The need for sample size estimates and for statistical comparisons when re-auditing will depend on the size and scope of the project. This is often necessary for national audits. Of more practical use is the display of results. Although while for most departmental and personal audits, simply achieving or not achieving the target is sufficient, it is helpful in national audits to benchmark departments giving median and quartiles (see Fig. 2, page 16).
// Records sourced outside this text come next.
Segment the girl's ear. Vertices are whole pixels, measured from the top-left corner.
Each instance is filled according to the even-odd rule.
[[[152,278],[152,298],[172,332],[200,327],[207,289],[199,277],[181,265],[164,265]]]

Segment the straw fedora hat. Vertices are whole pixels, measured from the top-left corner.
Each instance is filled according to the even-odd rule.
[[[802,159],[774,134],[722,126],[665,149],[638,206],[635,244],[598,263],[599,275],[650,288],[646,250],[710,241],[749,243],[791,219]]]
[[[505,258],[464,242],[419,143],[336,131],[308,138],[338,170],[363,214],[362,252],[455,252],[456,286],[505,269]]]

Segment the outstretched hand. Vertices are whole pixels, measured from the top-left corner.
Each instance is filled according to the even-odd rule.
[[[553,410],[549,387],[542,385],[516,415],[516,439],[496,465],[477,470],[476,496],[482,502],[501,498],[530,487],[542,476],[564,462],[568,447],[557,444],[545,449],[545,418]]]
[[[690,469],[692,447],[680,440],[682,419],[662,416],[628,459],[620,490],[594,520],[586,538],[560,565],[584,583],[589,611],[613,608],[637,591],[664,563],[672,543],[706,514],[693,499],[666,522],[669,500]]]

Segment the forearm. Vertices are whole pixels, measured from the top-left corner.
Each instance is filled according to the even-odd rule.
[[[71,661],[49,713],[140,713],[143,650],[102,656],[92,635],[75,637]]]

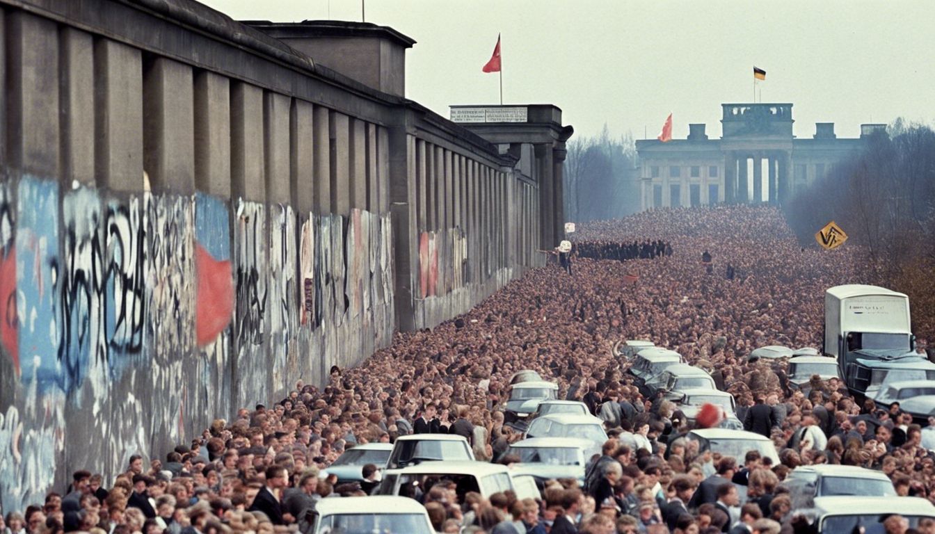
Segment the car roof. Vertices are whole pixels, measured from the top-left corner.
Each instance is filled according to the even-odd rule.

Anonymising departments is essential both for confidentiality and to ensure participation.
How Simple can we make Clinical Audit?
Whether you are designing an audit to support your appraisal folder, producing an audit programme for your department of radiology or advising on a national audit, the same principles apply:
• Choose a relevant topic which is either badly done and could be improved or well done but not recognised;
• Adopt a standard which is widely agreed and preferably evidence-based;
• Keep it simple. A complicated methodology will put off many otherwise enthusiastic participants; and,
• Be brutally brief with statistical analyses. The questions to be answered are simple and usually binary. Are patients given the best care and are they better?
The departmental annual audit programme should aim to:
• Be inclusive of all sections and professional groups;
• Mix presentations of projects with medical interest, often outcome audits, with those with wider interest, often process audits;
• Ensure all projects are interesting, relevant and preferably topical;
• Be produced three months before the first audit presentation;
• Be distributed to all presenters at least one month in advance; and
• Ideas for audit projects can be from members of staff, national guidelines (eg NICE, SIGN), patient safety agencies (e.g., National Patient Safety Agency NPSA) and patient liaison groups as well as publications.